Light field backgrounds for virtual reality and virtual production

Posted by Florian Schweiger on 3 Feb 2022, last updated 10 Feb 2022

We've developed a system to capture, edit and render light fields that can be used as realistic virtual reality backgrounds and potentially in virtual TV production. Our light fields are easy to capture, require very little processing, and are compatible with tools and workflows established in the broadcasting industry.

Light field background with animated foreground character

What is a Light Field?

A light field is a collection of light rays so dense that arbitrary views can be recreated from it. Unlike a 360° panorama that only captures light rays that come into a single point (the camera position), a light field contains many(!) more rays travelling through space all over the place. A 360° panorama only allows you to look around by turning your head (three degrees of freedom: pan, pitch and roll) but not to move anywhere other than the exact spot where the camera was - as if your head was stuck inside a huge balloon fixed to your shoulders.

However, a light field gives you six degrees of freedom (turning your head as above, plus moving forward/backwards, left/right and up/down).
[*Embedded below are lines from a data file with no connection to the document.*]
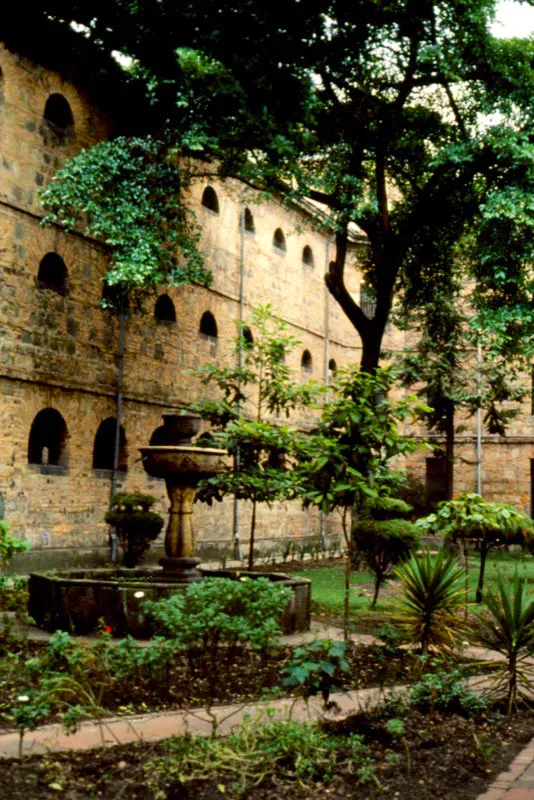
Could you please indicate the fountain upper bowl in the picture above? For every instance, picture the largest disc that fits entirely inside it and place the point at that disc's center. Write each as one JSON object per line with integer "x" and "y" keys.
{"x": 186, "y": 463}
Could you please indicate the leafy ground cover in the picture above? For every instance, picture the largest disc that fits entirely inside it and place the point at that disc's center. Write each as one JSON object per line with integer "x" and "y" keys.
{"x": 438, "y": 739}
{"x": 440, "y": 755}
{"x": 148, "y": 685}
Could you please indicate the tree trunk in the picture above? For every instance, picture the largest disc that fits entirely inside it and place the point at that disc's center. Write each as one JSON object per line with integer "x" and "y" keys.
{"x": 378, "y": 581}
{"x": 449, "y": 450}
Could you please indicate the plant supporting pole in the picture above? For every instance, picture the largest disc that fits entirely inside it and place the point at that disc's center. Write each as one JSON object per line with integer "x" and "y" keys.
{"x": 118, "y": 416}
{"x": 484, "y": 550}
{"x": 348, "y": 569}
{"x": 326, "y": 366}
{"x": 237, "y": 542}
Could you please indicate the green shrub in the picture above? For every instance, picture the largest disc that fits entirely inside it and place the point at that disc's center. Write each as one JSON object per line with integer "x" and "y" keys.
{"x": 430, "y": 595}
{"x": 509, "y": 629}
{"x": 317, "y": 668}
{"x": 382, "y": 544}
{"x": 446, "y": 691}
{"x": 135, "y": 524}
{"x": 9, "y": 545}
{"x": 212, "y": 621}
{"x": 258, "y": 751}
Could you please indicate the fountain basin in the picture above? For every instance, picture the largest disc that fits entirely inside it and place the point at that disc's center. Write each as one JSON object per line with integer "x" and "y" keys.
{"x": 79, "y": 601}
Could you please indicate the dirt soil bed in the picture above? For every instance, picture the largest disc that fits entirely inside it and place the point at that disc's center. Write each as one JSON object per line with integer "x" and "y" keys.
{"x": 450, "y": 758}
{"x": 245, "y": 677}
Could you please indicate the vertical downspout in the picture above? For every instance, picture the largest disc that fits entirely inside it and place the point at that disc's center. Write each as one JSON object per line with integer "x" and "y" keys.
{"x": 237, "y": 543}
{"x": 326, "y": 360}
{"x": 479, "y": 421}
{"x": 116, "y": 447}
This adapts to your movements, allowing you to see view-dependant details that are vital for a realistic portrayal of an environment, such as parallax (closer objects moving more relative to head motion than those far away), reflections and occlusions. In virtual reality, these additional degrees of freedom make all the difference!

Typically, a light field is captured with , all pointing in the same direction (or, equivalently, with an array of lenslets in front of a single camera that split the image into multiple views).
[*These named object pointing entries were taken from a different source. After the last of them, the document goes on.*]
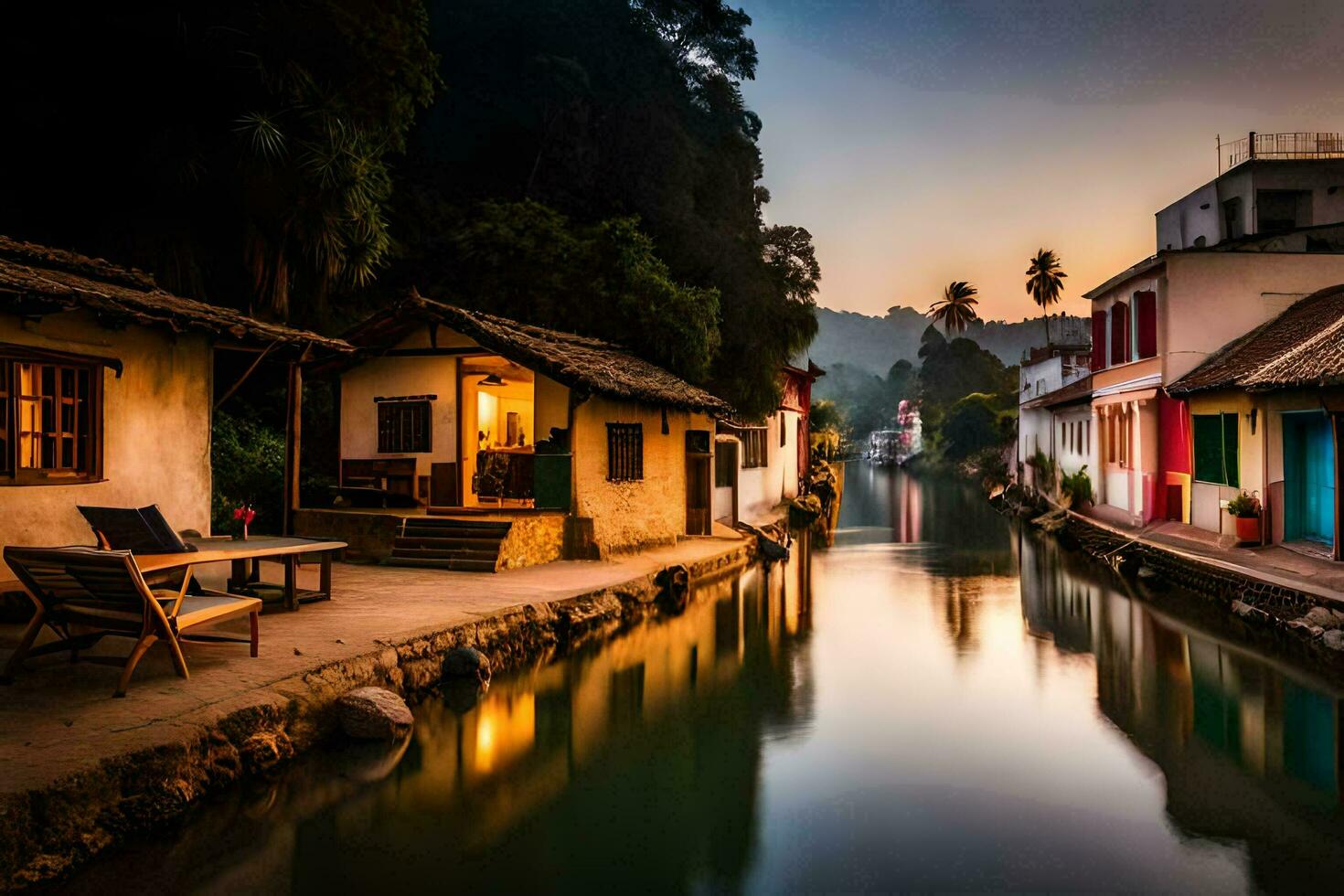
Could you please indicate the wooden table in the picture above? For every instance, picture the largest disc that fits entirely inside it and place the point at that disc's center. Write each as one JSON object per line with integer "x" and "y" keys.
{"x": 242, "y": 555}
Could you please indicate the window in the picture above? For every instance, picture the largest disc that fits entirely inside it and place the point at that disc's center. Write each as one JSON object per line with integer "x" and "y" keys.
{"x": 752, "y": 448}
{"x": 50, "y": 420}
{"x": 725, "y": 464}
{"x": 624, "y": 452}
{"x": 1215, "y": 449}
{"x": 403, "y": 427}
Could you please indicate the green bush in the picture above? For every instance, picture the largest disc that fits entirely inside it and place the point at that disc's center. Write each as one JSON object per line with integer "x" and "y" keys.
{"x": 248, "y": 461}
{"x": 971, "y": 426}
{"x": 1243, "y": 506}
{"x": 1077, "y": 486}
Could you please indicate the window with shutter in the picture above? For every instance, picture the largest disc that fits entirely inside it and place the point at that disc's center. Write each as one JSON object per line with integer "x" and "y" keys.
{"x": 1217, "y": 458}
{"x": 1098, "y": 360}
{"x": 624, "y": 452}
{"x": 1146, "y": 316}
{"x": 50, "y": 421}
{"x": 1118, "y": 334}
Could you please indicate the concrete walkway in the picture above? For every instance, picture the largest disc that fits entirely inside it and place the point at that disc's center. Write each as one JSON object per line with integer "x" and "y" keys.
{"x": 1275, "y": 563}
{"x": 59, "y": 718}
This planar array then acts as a virtual window through which the scene can be viewed by recomposing and interpolating between light rays that were actually captured.
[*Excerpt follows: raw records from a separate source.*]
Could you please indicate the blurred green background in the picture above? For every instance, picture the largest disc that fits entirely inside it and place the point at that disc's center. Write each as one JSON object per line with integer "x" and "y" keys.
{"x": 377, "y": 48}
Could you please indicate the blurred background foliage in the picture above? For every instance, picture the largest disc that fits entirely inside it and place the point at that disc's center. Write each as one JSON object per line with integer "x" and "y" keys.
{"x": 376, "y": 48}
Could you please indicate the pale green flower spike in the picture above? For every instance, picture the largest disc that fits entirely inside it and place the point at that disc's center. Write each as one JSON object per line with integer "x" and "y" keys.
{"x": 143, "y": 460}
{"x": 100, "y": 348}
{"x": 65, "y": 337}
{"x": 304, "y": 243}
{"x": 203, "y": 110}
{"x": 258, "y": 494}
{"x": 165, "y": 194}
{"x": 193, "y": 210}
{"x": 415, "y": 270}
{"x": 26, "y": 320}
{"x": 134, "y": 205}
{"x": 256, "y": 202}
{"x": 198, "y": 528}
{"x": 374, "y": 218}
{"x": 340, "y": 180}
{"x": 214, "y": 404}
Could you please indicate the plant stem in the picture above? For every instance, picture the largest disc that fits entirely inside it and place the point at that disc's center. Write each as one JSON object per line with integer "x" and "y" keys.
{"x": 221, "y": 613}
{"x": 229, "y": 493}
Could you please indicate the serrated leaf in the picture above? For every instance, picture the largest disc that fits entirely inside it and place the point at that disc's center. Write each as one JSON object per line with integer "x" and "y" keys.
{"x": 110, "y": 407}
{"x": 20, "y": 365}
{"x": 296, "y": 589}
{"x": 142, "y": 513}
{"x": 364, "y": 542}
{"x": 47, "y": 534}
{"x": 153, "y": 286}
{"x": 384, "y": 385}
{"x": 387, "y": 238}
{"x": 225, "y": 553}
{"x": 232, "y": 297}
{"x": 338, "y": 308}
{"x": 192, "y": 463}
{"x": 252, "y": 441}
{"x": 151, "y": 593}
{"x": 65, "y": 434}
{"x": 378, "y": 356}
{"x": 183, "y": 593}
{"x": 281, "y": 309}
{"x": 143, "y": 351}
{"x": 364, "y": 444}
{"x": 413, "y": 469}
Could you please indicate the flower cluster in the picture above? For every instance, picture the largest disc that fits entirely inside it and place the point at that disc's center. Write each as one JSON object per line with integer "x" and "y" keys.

As long as the lenses are packed sufficiently close together, arbitrary rays falling through that window can be interpolated from the source data. Otherwise, aliasing becomes an issue.

Single-camera Light Fields

A light field camera on a rig, capturing the scene in East Enders' Queen Vic.

360° camera moving on a horizontal circle, capturing about five frames per degree.

Aiming for a simpler system that fits with established broadcasting workflows, we took a slightly different approach (based on ), deciding to capture our light fields with a single camera. To be fair, we use a 360° camera, so there are multiple lenses involved, but the recorded panoramic images are each from a single viewpoint - they just happen to have a larger field of view.

We use a motorised rig that slowly moves the camera around a horizontal circle. A complete revolution takes 30 seconds, during which we record exposure-locked video at 60 frames per second. This results in a dataset that contains 1800 frames, or five frames per degree. A typical diameter for the capture circle is one metre, which means that we effectively capture views less than 2mm apart. We can then synthesise views for virtual camera positions anywhere inside the capture circle from this dense set of source views.

An illustration of synthesising virtual views within the capture circle by sampling source views.

Synthesising virtual views within the capture circle by sampling source views (not to scale)

The simplicity of our setup comes, of course, with a few trade-offs. The most obvious limitation is that, because the camera moves, the scene itself must be perfectly still. Otherwise, ghosting artefacts would appear in views synthesised from inconsistent data. While this excludes certain use cases, it is rarely an issue for our purpose of creating backdrops for virtual reality that can then be populated with animated characters. And actually, there is a way to deal with limited background motion that we'll describe below.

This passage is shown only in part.